Does it even exist?
I would be interested to know your feelings about the importance of non-verbal communication. I understand the relevance and significance of the lexical hypothesis, and I largely agree with your postulations. My questions is: What is the significance of non-verbal means of communication? Things like facial expression and body movements. Are these behaviors significant as far as determining a person's personality? I cannot help but feel as though these behaviors are not captured by latent semantic analysis? Is it the case that any non-verbal behaviors can be accurately detailed through lexical analysis?
1. I tend to strongly prefer fitting general factors through hierarchical factor analysis than through taking the first principal component. My issue with taking the first principal component is that it seems extremely sensitive to the universe of item content; if e.g. a dimension by accident gets 2x more items than other dimensions, then PCA will tend to turn that dimension into PC1, whereas hierarchical factor analysis can still easily distinguish it from the general factor (if such a general factor exists).
Of course a big issue with this point is that it is questionable whether there even is an "objectively correct" way of selecting items.
I'm holding my hope out for genomics as I think it can completely cut through these issues, because (in PCA terminology) genetic variants are discrete and so give you a privileged basis.
2. What do you think about the Halo model by Anusic and Schimmack? https://psycnet.apa.org/record/2009-22579-009
Key point: "The most important finding was that the halo factors of different raters were unrelated to each other (r .08, SE .07) and that the 95% CI suggests that the true parameter is likely to be small, ranging from .06 to .22 (see Tables 1 and 2)."
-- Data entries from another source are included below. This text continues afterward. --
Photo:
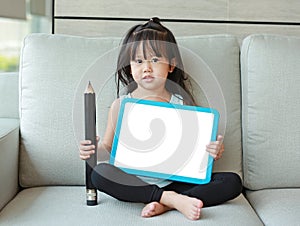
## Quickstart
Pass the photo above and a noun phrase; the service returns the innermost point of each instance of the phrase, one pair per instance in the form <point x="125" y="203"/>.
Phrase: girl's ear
<point x="172" y="64"/>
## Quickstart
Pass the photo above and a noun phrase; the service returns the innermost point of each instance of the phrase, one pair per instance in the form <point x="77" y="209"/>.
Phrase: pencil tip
<point x="89" y="88"/>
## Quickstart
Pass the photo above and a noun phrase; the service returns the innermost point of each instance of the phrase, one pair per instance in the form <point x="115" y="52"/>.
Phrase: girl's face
<point x="150" y="72"/>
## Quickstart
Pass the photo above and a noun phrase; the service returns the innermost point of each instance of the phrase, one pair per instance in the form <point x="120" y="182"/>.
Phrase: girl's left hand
<point x="216" y="148"/>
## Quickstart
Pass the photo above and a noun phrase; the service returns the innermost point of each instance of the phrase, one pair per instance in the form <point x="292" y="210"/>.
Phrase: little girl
<point x="150" y="67"/>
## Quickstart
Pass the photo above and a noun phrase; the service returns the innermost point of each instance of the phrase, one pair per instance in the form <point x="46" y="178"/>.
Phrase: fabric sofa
<point x="254" y="85"/>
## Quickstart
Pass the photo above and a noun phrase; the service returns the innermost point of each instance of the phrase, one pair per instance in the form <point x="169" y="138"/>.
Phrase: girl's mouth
<point x="148" y="78"/>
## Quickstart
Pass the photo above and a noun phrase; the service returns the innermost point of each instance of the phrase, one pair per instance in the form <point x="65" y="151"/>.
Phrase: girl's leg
<point x="125" y="187"/>
<point x="222" y="187"/>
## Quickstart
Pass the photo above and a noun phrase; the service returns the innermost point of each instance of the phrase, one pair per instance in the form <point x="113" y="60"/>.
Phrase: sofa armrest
<point x="9" y="154"/>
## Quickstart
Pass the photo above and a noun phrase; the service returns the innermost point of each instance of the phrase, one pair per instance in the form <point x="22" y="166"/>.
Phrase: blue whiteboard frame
<point x="138" y="172"/>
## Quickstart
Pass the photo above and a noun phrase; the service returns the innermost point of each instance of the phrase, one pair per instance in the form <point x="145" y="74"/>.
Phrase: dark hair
<point x="161" y="40"/>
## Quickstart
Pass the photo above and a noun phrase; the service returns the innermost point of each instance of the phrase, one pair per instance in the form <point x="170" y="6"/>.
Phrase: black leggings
<point x="126" y="187"/>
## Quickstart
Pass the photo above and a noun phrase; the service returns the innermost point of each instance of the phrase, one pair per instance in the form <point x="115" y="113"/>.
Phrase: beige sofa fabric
<point x="271" y="120"/>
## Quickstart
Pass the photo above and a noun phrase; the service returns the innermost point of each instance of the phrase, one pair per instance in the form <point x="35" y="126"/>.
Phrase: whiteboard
<point x="164" y="140"/>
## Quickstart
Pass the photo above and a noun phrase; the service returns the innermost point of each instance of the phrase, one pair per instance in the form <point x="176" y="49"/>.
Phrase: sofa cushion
<point x="9" y="84"/>
<point x="270" y="95"/>
<point x="54" y="73"/>
<point x="65" y="205"/>
<point x="9" y="156"/>
<point x="276" y="206"/>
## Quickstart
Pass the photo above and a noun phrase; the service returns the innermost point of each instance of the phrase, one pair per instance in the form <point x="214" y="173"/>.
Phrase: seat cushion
<point x="276" y="206"/>
<point x="270" y="104"/>
<point x="9" y="156"/>
<point x="66" y="206"/>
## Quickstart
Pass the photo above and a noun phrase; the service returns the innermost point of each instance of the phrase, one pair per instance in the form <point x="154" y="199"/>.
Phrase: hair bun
<point x="155" y="20"/>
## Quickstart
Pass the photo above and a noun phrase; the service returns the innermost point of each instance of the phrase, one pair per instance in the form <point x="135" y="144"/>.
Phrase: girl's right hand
<point x="86" y="149"/>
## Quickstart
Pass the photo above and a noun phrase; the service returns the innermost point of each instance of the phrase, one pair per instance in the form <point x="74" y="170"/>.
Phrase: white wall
<point x="189" y="17"/>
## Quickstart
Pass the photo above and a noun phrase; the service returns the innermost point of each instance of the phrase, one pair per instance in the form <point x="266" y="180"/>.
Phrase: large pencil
<point x="90" y="134"/>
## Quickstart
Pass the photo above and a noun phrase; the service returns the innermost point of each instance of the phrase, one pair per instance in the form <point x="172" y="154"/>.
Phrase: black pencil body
<point x="90" y="134"/>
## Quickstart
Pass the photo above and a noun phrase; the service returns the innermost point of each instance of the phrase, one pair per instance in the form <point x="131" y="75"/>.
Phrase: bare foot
<point x="189" y="207"/>
<point x="153" y="209"/>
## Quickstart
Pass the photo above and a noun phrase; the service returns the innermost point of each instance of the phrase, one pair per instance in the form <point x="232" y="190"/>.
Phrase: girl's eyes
<point x="154" y="60"/>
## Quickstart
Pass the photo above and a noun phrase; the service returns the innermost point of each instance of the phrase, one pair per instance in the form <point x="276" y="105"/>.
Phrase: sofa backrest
<point x="270" y="72"/>
<point x="54" y="72"/>
<point x="9" y="88"/>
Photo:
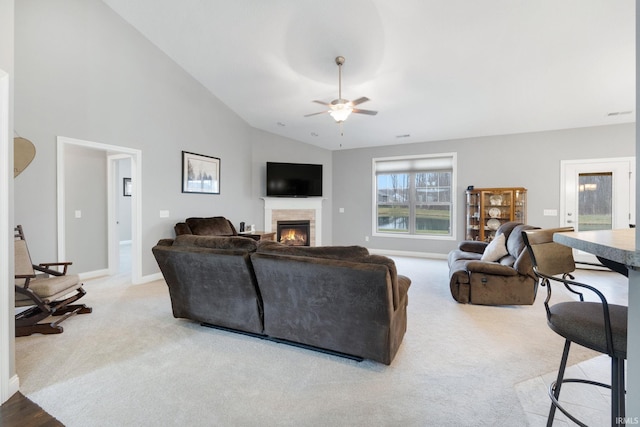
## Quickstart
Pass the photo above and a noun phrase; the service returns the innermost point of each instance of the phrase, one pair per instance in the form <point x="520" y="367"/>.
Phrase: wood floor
<point x="19" y="411"/>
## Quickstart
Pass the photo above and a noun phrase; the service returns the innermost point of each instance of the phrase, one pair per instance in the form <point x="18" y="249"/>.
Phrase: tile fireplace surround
<point x="291" y="209"/>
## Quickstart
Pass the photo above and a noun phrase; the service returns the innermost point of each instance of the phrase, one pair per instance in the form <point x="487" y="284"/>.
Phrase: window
<point x="414" y="196"/>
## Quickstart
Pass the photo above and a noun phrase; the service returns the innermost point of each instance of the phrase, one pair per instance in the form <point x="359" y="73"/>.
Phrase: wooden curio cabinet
<point x="489" y="208"/>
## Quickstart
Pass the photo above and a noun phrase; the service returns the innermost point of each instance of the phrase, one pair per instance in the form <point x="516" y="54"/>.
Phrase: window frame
<point x="433" y="158"/>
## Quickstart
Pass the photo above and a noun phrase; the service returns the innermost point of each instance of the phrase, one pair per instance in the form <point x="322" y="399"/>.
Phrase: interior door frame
<point x="136" y="204"/>
<point x="9" y="381"/>
<point x="631" y="161"/>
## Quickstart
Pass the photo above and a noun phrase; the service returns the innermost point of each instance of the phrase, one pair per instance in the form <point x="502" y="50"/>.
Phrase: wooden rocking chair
<point x="48" y="293"/>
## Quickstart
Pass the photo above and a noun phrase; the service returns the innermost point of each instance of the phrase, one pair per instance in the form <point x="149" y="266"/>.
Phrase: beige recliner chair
<point x="496" y="273"/>
<point x="48" y="293"/>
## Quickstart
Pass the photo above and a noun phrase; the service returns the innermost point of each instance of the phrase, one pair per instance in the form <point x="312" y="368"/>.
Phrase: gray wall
<point x="271" y="148"/>
<point x="84" y="73"/>
<point x="525" y="160"/>
<point x="86" y="193"/>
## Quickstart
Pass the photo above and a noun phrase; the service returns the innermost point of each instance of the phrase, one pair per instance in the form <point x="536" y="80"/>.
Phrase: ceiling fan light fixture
<point x="340" y="112"/>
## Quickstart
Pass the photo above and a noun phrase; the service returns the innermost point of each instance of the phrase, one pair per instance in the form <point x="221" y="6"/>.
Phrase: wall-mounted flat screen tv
<point x="294" y="180"/>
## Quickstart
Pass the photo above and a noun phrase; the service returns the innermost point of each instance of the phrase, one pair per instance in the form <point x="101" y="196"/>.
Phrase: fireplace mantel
<point x="295" y="204"/>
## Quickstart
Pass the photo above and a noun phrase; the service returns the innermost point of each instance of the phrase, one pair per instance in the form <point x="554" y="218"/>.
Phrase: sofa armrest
<point x="181" y="228"/>
<point x="490" y="268"/>
<point x="473" y="246"/>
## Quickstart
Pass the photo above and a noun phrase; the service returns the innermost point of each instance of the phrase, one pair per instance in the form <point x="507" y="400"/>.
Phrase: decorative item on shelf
<point x="493" y="224"/>
<point x="488" y="208"/>
<point x="494" y="213"/>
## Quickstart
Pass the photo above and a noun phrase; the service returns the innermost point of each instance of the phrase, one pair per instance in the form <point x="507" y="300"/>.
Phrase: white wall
<point x="529" y="160"/>
<point x="84" y="73"/>
<point x="123" y="203"/>
<point x="8" y="376"/>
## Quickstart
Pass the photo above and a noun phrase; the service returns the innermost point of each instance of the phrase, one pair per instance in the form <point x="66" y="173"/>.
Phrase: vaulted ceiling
<point x="433" y="69"/>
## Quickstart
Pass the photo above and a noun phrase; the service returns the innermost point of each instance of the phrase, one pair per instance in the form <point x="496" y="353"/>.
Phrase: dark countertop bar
<point x="616" y="245"/>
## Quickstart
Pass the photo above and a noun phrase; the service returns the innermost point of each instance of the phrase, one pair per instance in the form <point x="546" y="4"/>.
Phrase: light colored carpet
<point x="130" y="363"/>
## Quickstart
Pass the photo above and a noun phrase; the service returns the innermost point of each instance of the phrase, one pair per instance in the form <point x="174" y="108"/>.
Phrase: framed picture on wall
<point x="126" y="187"/>
<point x="200" y="173"/>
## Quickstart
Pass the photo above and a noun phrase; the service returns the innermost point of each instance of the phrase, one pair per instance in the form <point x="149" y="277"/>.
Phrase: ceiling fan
<point x="340" y="108"/>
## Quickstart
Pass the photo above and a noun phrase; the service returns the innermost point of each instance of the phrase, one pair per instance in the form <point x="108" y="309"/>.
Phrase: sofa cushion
<point x="515" y="242"/>
<point x="216" y="242"/>
<point x="330" y="252"/>
<point x="496" y="249"/>
<point x="213" y="226"/>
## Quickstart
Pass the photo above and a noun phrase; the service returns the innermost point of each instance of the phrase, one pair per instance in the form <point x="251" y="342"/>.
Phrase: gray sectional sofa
<point x="339" y="299"/>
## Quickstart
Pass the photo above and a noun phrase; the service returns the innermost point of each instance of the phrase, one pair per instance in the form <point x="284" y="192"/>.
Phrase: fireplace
<point x="295" y="209"/>
<point x="294" y="233"/>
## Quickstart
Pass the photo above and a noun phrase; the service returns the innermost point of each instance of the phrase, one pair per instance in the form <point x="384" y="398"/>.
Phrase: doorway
<point x="112" y="154"/>
<point x="597" y="194"/>
<point x="120" y="212"/>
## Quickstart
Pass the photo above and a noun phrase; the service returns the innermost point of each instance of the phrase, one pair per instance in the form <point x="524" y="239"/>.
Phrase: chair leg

I.e. they find that different people don't agree on the Halo factor, which seems like what you would expect if it's an evaluative artifact.
(One complication is that your general factor is a mixture of the traditional alpha and their general factor, and they do find agreement on alpha.)
A thought I had. The general factor of personality has high positive loadings for terms like considerate, helpful, etc. You see this as a sort of golden rule.
In WEIRD societies, it may be virtuous to be helpful, kind, considerate, etc., generally of all humans, but in certain societies, people may value reciprocity to one's own tribe/ethnic group rather than the trait just generally. I wonder if this would be reflected in the language.
Ashton et al (2015) also acquired data on Alpha. Ordered from highest to lowest loadings, the terms loading on Alpha are:
[Snip: Terms with absolute values below .300]
Thanks. I have always been well-disposed to a general factor of personality, if only because personality questionnaires are coy about some people being a real pain to work with, and adopt a "all types are necessary and welcome" when the reality is that the uncooperative are a social drag.
Are there any Big Three personality tests (Affiliation, Dynamism, Order) currently available to take or is it too early days for that yet? Would be cool.
You provide 30 words for each pole of "social regulation". Based on which metric are these the closest, and which word embedding are they from?
The reason I'm asking is that word2vec style embeddings use a noisy metric (an unmotivated weighted distance within a document) and even noisier reference data (e.g. a collection of MSNBC articles from 2012) from which the embedding is computed. As a result such embeddings in practice give (I claim) quite distorted approximations to the language models people have in their heads today.
Perhaps as a result of this, I also feel that your lists of close words contain two quite different strands, so are not well matched to either a positive or negative phrasing of the Golden Rule, and also seem at odds with "Social Regulation". The one strand is something like "nice"/"awful", the other is something like "pushover"/"activist". These may well form a useful aggregate in your analysis for statistical purposes but when assessing someone's personality they are separate for me: many people want the charity they give to headed by nice people who are pushy, even if they prefer a friend to be gentle and obliging. This mismatch might be because you used a poor embedding and a better embedding would reflect different lists of words.
Very interesting stuff. Thank you for sharing.